A Fragment Of Lives
by
They met at last, Dubarre, and Villiard, the man who had stolen from him the woman he loved. Both had wronged the woman, but Villiard most, for he had let her die because of jealousy.
They were now in a room alone in the forest of St. Sebastian. Both were quiet, and both knew that the end of their feud was near.
Going to a cupboard Dubarre brought out four glasses and put them on the table. Then from two bottles he poured out what looked like red wine, two glasses from each bottle. Putting the bottles back he returned to the table.
“Do you dare to drink with me?” Dubarre asked, nodding towards the glasses. “Two of the glasses have poison in them, two have good red wine only. We will move them about and then drink. Both may die, or only one of us.”
Villiard looked at the other with contracting, questioning eyes.
“You would play that game with me?” he asked, in a mechanical voice.
“It would give me great pleasure.” The voice had a strange, ironical tone. “It is a grand sport–as one would take a run at a crevasse and clear it, or fall.

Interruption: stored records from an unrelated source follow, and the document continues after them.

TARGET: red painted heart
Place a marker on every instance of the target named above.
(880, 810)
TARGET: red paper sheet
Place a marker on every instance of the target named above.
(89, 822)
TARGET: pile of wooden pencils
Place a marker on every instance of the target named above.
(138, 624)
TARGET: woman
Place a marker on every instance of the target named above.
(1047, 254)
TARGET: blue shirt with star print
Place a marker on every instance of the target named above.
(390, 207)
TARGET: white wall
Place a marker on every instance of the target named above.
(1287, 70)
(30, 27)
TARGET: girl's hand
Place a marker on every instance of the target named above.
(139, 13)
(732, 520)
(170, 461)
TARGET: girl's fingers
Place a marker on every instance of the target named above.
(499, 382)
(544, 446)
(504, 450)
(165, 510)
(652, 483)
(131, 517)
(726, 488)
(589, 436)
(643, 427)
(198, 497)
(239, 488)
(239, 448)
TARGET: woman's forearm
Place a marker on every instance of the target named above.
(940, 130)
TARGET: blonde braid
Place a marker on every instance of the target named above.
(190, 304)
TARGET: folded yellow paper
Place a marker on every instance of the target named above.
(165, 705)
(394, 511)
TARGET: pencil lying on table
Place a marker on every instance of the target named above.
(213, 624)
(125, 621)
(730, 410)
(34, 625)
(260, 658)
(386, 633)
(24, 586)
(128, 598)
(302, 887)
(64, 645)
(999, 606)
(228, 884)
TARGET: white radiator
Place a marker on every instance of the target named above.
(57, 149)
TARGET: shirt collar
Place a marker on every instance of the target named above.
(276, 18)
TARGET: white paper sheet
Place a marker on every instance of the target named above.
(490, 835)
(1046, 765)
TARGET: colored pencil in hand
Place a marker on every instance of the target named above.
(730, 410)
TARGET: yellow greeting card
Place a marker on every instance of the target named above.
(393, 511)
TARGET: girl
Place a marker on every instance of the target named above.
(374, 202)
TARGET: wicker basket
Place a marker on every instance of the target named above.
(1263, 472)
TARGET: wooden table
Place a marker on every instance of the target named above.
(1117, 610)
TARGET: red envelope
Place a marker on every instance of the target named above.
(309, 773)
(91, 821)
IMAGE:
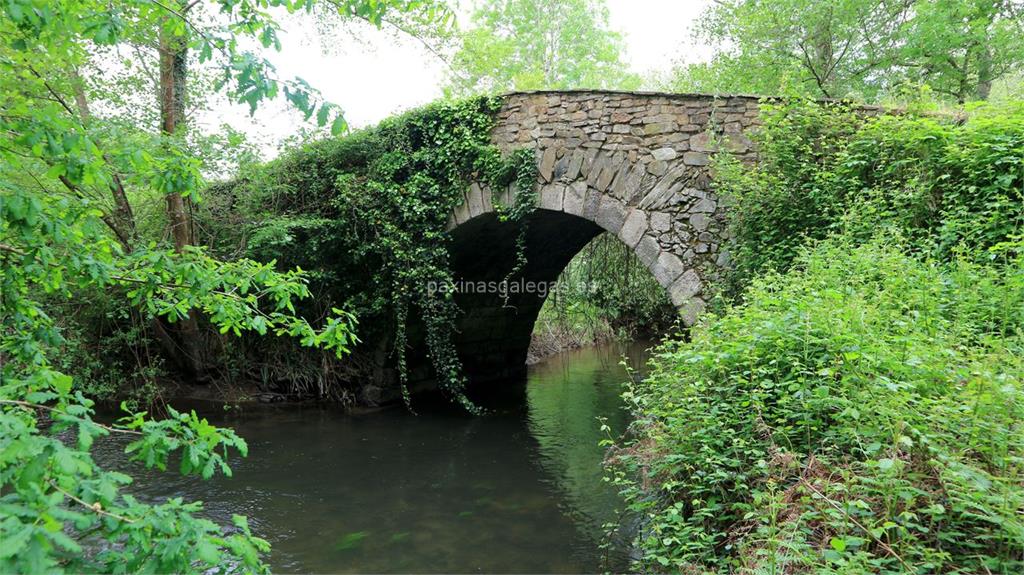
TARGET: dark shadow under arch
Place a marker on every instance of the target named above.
(494, 332)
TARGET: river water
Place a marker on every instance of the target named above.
(518, 490)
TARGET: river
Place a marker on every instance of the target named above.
(517, 490)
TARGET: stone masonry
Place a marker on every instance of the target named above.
(636, 166)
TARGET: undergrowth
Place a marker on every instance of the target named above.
(859, 406)
(367, 215)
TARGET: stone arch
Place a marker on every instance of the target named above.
(634, 165)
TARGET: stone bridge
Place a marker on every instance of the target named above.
(634, 165)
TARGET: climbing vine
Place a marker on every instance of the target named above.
(368, 216)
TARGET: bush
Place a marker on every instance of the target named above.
(943, 182)
(859, 414)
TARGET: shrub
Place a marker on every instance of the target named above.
(860, 413)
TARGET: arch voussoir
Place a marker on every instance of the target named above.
(635, 165)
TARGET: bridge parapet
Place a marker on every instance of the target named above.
(637, 166)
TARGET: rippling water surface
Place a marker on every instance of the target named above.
(515, 491)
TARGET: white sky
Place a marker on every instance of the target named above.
(372, 74)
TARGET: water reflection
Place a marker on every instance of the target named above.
(516, 491)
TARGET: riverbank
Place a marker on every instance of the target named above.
(858, 408)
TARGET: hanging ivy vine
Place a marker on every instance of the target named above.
(367, 214)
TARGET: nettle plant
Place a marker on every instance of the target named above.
(368, 216)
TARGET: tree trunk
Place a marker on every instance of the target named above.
(184, 341)
(984, 74)
(172, 87)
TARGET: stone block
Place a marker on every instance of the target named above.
(664, 153)
(572, 200)
(475, 201)
(685, 286)
(634, 227)
(591, 204)
(610, 214)
(695, 159)
(702, 141)
(667, 268)
(647, 250)
(548, 164)
(551, 196)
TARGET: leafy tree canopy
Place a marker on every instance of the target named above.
(78, 159)
(857, 48)
(534, 44)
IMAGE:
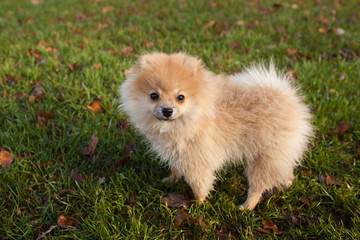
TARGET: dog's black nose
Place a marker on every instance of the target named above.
(167, 112)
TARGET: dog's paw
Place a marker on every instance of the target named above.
(169, 179)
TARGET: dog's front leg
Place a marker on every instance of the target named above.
(201, 182)
(174, 177)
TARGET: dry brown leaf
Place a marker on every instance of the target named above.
(76, 176)
(90, 147)
(240, 22)
(6, 158)
(43, 235)
(306, 172)
(210, 24)
(5, 95)
(65, 221)
(291, 52)
(339, 31)
(176, 200)
(330, 180)
(107, 9)
(123, 125)
(36, 2)
(32, 99)
(67, 191)
(322, 30)
(342, 77)
(268, 224)
(20, 95)
(342, 127)
(305, 200)
(35, 54)
(127, 51)
(264, 231)
(182, 216)
(38, 92)
(95, 107)
(200, 220)
(292, 75)
(45, 114)
(11, 79)
(130, 147)
(127, 72)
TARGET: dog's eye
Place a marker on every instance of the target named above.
(180, 98)
(154, 96)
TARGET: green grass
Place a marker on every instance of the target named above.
(128, 204)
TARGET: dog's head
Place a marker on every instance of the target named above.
(165, 88)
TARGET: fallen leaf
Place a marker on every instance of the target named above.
(127, 72)
(6, 158)
(76, 176)
(34, 54)
(43, 235)
(306, 172)
(176, 200)
(123, 160)
(292, 75)
(342, 77)
(20, 95)
(330, 180)
(65, 221)
(291, 52)
(101, 180)
(107, 9)
(11, 79)
(235, 45)
(32, 99)
(268, 193)
(45, 114)
(200, 220)
(5, 95)
(124, 124)
(127, 51)
(90, 147)
(130, 147)
(264, 231)
(305, 200)
(240, 22)
(268, 224)
(76, 66)
(295, 220)
(147, 44)
(182, 216)
(210, 24)
(95, 107)
(322, 30)
(67, 191)
(38, 92)
(339, 31)
(36, 2)
(223, 233)
(342, 127)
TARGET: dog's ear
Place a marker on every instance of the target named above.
(143, 61)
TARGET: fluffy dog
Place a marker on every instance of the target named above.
(197, 121)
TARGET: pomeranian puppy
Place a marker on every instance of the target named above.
(197, 121)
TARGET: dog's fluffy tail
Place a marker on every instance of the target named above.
(262, 76)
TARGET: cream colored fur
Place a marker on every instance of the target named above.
(256, 116)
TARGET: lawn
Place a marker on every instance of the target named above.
(61, 64)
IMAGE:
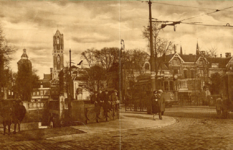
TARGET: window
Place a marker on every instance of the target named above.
(176, 71)
(185, 73)
(192, 73)
(165, 85)
(147, 66)
(171, 85)
(214, 65)
(201, 72)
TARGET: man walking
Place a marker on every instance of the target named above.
(161, 103)
(19, 112)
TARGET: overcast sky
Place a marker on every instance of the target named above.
(97, 24)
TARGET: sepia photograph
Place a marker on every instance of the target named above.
(116, 75)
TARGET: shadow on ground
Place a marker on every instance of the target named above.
(40, 134)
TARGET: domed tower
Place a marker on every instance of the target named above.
(58, 47)
(24, 79)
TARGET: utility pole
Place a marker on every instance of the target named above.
(152, 57)
(70, 87)
(120, 70)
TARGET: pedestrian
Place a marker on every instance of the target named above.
(154, 104)
(97, 106)
(18, 115)
(106, 103)
(92, 97)
(161, 102)
(6, 113)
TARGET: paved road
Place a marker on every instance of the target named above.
(195, 129)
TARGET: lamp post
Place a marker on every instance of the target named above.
(151, 51)
(120, 70)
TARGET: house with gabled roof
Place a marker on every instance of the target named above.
(186, 74)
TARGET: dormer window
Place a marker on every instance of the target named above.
(214, 65)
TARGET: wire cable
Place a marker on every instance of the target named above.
(217, 10)
(207, 25)
(183, 5)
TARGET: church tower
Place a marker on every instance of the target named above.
(58, 58)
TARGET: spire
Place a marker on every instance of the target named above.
(24, 55)
(174, 48)
(197, 49)
(181, 52)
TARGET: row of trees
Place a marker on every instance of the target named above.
(102, 62)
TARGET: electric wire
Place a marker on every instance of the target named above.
(207, 25)
(183, 6)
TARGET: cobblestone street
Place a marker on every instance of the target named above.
(195, 128)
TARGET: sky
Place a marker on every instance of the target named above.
(31, 25)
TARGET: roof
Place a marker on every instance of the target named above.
(221, 61)
(189, 58)
(47, 77)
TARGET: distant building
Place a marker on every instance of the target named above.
(187, 75)
(25, 76)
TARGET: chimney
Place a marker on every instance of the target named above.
(228, 55)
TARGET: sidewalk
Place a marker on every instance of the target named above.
(127, 121)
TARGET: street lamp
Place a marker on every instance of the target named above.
(120, 70)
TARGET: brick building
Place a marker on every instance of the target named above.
(187, 75)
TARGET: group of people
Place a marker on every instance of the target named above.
(12, 113)
(158, 104)
(106, 99)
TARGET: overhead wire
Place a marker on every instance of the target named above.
(183, 5)
(207, 25)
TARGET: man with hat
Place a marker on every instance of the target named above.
(154, 104)
(161, 103)
(106, 103)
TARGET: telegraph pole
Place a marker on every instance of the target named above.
(70, 87)
(151, 51)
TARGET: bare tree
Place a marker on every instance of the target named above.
(212, 51)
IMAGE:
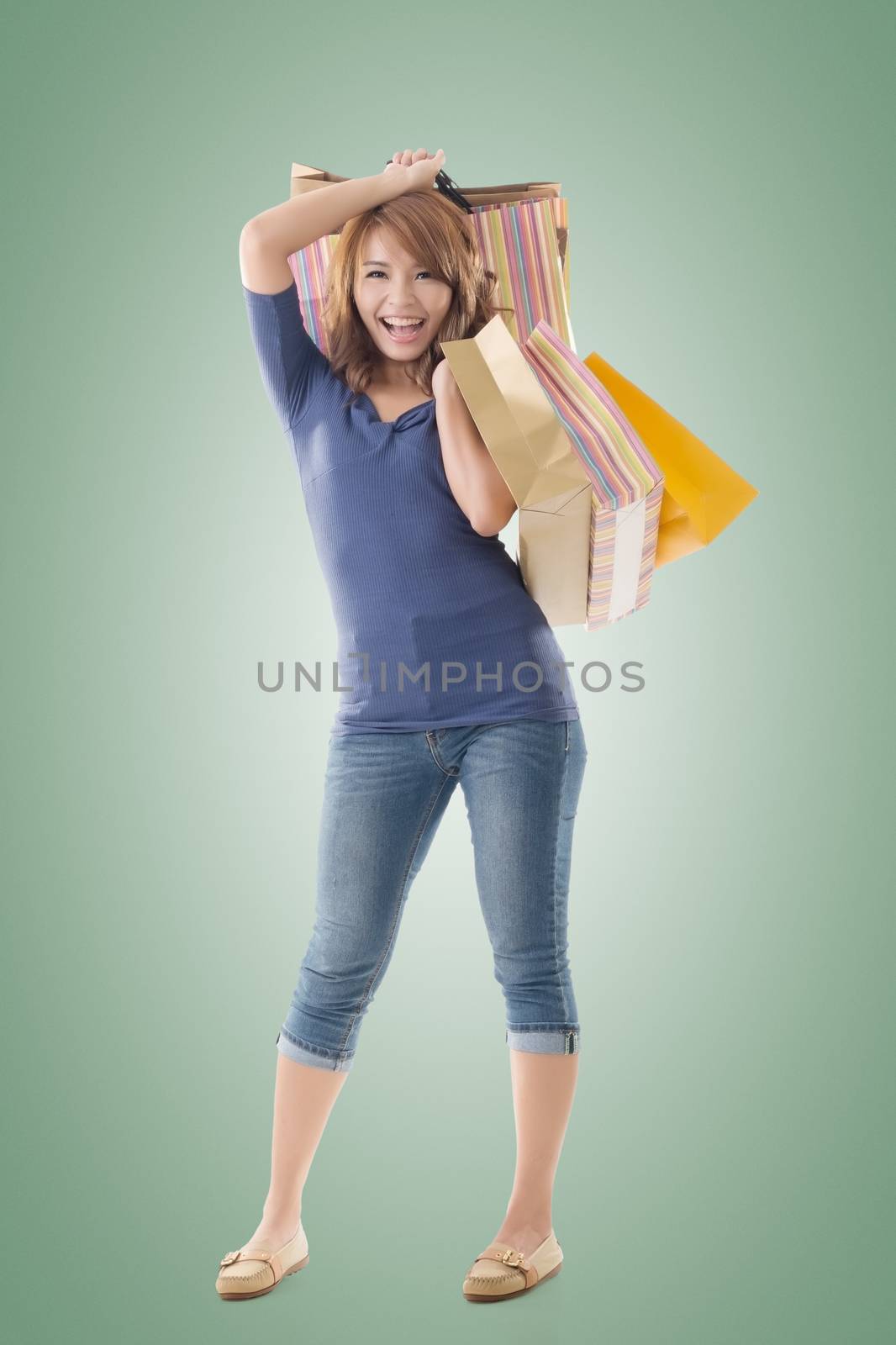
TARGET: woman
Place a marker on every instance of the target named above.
(437, 643)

If we both fall, we are in good company; if you fall, I have the greater joy of escape; if I fall, you have the same joy.”
“I am ready,” was the answer. “But let us eat first.”
A great fire burned in the chimney, for the night was cool. It filled the room with a gracious heat and with huge, comfortable shadows. Here and there on the wall a tin cup flashed back the radiance of the fire, the barrel of a gun glistened soberly along a rafter, and the long, wiry hair of an otter-skin in the corner sent out little needles of light. Upon the fire a pot was simmering, and a good savour came from it. A wind went lilting by outside the but in tune with the singing of the kettle. The ticking of a huge, old-fashioned repeating-watch on the wall was in unison with these.
Dubarre rose from the table, threw himself upon the little pile of otter-skins, and lay watching Villiard and mechanically studying the little room.
Villiard took the four glasses filled with the wine and laid them on a shelf against the wall, then began to put the table in order for their supper, and to take the pot from the fire.
Dubarre noticed that just above where the glasses stood on the shelf a crucifix was hanging, and that red crystal sparkled in the hands and feet where the nails should be driven in. There was a painful humour in the association. He smiled, then turned his head away, for old memories flashed through his brain–he had been an acolyte once; he had served at the altar.
Suddenly Dubarre rose, took the glasses from the shelf and placed them in the middle of the table–the death’s head for the feast.
As they sat down to eat, the eyes of both men unconsciously wandered to the crucifix, attracted by the red sparkle of the rubies. They drank water with the well-cooked meat of the wapiti, though red wine faced them on the table. Each ate heartily; as though a long day were before them and not the shadow of the Long Night. There was no speech save that of the usual courtesies of the table. The fire, and the wind, and the watch seemed the only living things besides themselves, perched there between heaven and earth.
At length the meal was finished, and the two turned in their chairs towards the fire. There was no other light in the room, and on the faces of the two, still and cold, the flame played idly.
“When?” said Dubarre at last. “Not yet,” was the quiet reply.
“I was thinking of my first theft–an apple from my brother’s plate,” said Dubarre, with a dry smile. “You?”